But in the World Cup 1992, Pakistan had rain to thank as it managed to change the course of the tournament.

74 days to go before World Cup 2019, here is a look at the significance of Pakistan's lowest World Cup total and how a single point made all the difference in the end.

Adelaide Oval was the venue and it was the group game between Pakistan and England. Both sides had contrasting starts to the tournament but were both looking for a win that would help their semi-final push.

Pakistan's all-time low

On a track with more than a tinge of green and a fast bowling quintet to call on, England, unsurprisingly elected to field after winning the toss.

It didn't take the bowlers long to ensure that Graham Gooch's decision was the right one.
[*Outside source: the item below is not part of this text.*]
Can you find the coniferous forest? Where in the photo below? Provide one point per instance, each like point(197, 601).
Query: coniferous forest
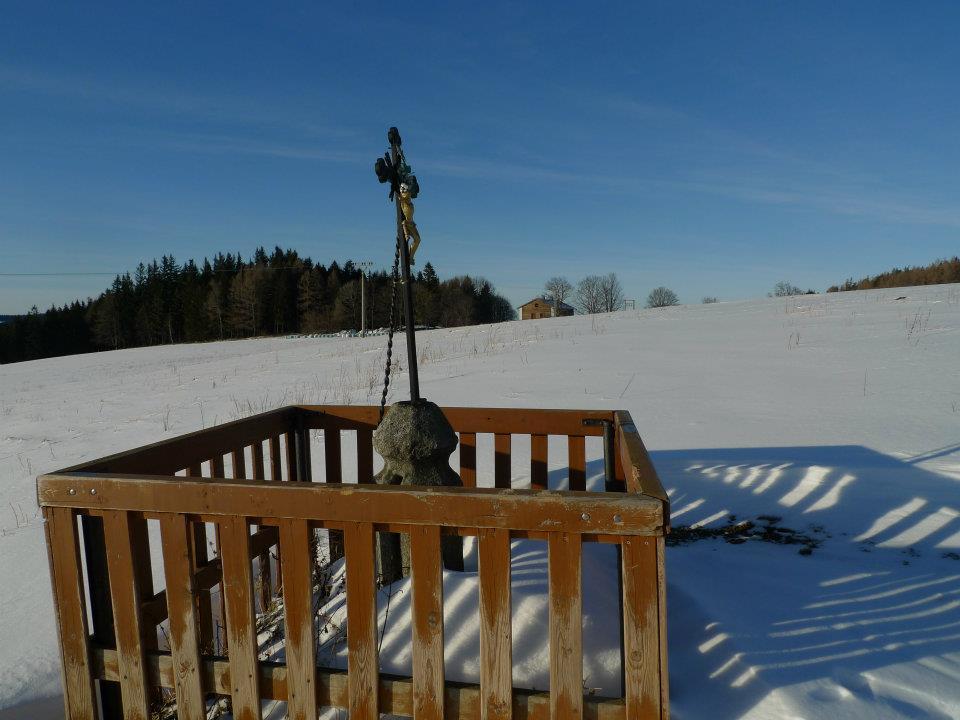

Phil DeFreitas got rid of Rameez Raja and Inzamam-ul-Haq in successive balls before Derek Pringle sent back stand-in skipper Javed Miandad and Aamer Sohail.

Blink and you would have missed Pakistan getting reduced to 42/7 and in danger of registering the lowest World Cup total. Wasim Haider's 13 and Mushtaq Ahmed's 17 helped them avoid that mark but they were still bowled out for 74, which at the time, was the lowest total at the World Cup by a Test nation.

When rain had the last laugh

With plenty of time and no pressure, it seemed as though it was only a matter of time before England registered one of the biggest wins in the tournament's history. At lunch, England were at 17/1 from six overs.

While Ian Botham and Robin Smith returned after lunch, needing 58 from 44 overs, they only batted for two more overs, adding seven more, before the heavens opened up.

Seven more overs had to be bowled for the contest to be decided. England needed a further 39 from those overs. While it was unfair considering the nature of the pitch, it was far from impossible.

But they never got the opportunity to go for it as the rain never relented. As a result, the points were shared and Pakistan were spared of an embarrassing loss.

How crucial was that one point? Well, Pakistan scraped through to the semis thanks to that one point after a terrible start to the tournament that saw them win just win one of their first five games. 

Three successive wins against Australia, Sri Lanka and New Zealand, gave them nine points, one more than Australia. If England had won the game, (as would have been the case if the rain gods didn't intervene), it would have been Australia going through to the semis courtesy of their superior net run rate.

There would be no Imran's tigers, tale of triumph or an incredible comeback story if rain hadn't become Pakistan's harbinger of hope in 1992.